The conversation he'd overheard kept coming back to him, though, and one word in particular. Biggers. What was a Bigger? Something big and ugly, evidently, and presumably able to jump great distances, but was it just something they'd dreamed up, some figment of southern folk imagination, or... He felt himself growing excited as another possibility occurred to him. Could the people living hereabouts have actually seen some kind of creature fitting that description? Something big...
The Masters were big. The felisians had said so, and they'd seen them for themselves, had been their slaves for generations. And then there were their silver ships, clearly designed for creatures considerably larger than either humans or felisians. Was it possible that the Masters had established a colony somewhere nearby? Perhaps right alongside the spaceport towards which they, the Tharians, were headed with all speed? The Masters were scavengers of the ruins of lost civilisations, he reminded himself. That was why they'd gone to the felisians' world in the first place, to scrabble among the ruins of the Citybuilder civilisation for whatever might have survived. They might have come here for the same reason.

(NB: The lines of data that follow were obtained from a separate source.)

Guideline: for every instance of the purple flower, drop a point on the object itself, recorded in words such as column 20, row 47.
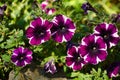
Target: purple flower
column 39, row 31
column 108, row 32
column 63, row 29
column 21, row 56
column 50, row 11
column 116, row 18
column 73, row 59
column 87, row 6
column 93, row 49
column 44, row 6
column 114, row 69
column 50, row 67
column 2, row 9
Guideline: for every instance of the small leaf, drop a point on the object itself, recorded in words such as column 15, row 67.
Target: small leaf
column 6, row 57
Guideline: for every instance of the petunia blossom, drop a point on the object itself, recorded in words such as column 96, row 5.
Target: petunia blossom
column 73, row 59
column 21, row 56
column 44, row 6
column 93, row 49
column 50, row 67
column 39, row 31
column 63, row 28
column 108, row 32
column 86, row 7
column 114, row 69
column 2, row 9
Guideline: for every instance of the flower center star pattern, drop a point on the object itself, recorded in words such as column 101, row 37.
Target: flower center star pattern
column 73, row 59
column 108, row 32
column 21, row 56
column 39, row 31
column 63, row 29
column 93, row 49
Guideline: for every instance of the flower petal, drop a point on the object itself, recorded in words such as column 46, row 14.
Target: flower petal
column 69, row 61
column 102, row 55
column 112, row 28
column 68, row 35
column 37, row 22
column 92, row 59
column 69, row 24
column 58, row 37
column 29, row 32
column 35, row 41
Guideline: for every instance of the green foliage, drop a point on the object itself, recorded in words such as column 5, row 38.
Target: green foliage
column 17, row 18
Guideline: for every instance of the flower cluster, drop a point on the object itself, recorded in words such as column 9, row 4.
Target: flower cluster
column 73, row 59
column 2, row 9
column 21, row 56
column 61, row 29
column 50, row 67
column 93, row 47
column 44, row 6
column 114, row 69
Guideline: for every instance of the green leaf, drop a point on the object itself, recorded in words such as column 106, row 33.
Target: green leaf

They would have to proceed with great caution from here on in, he told himself. Even greater caution than they'd shown approaching the border. The Masters had quite happily rounded up the entire felisian race to be a slave workforce. They might well be using humans the same way, and if the Tharians weren't careful they might end up as just five more slaves.
Or I might be reading far too much into the comments of a pair of children, he thought in amusement. It's just as likely that the Biggers were merely the local bogeymen, made up by the adults to control their children. Behave or the Biggers will get you. He smiled wryly at himself. Yes, that was all it was. He really had to get a rein on his overactive imagination.

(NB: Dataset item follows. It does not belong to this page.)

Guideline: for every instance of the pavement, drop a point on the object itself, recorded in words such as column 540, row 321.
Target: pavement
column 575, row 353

When the others returned and he repeated the incident to them, however, they were less willing to dismiss the idea. "A colony of Masters waiting for us up ahead is a very real possibility," said Drenn grimly. "Someone flew those ships here, after all. Recently. Would they have just gone off and left their ships unattended?"
"Those ships might have been there for thousands of years," pointed out Thomas. "They might have been there since this city fell."
The priest shook his head. "The ground level has risen several yards since the fall of the Ringbuilder civilisation. Look how deep the soil covering the original roads is. If those ships were as ancient as the rest of the city they would be half buried, but the map clearly depicts them as standing on the ground, their lowest points above ground level. Remember also that the felisians said the ships up in the ring were recent arrivals. No more than a few centuries old."
"He's right," agreed Matthew. "There were Masters on the felisian world until recently. There were Masters in the ring until recently. I think it's virtually certain there were Masters here very recently, and they might well still be here. I think we have to be prepared to run into them."
Thomas nodded, accepting the point, and when they set out again the next morning they proceeded as slowly and cautiously as if they were approaching a nest of dragons.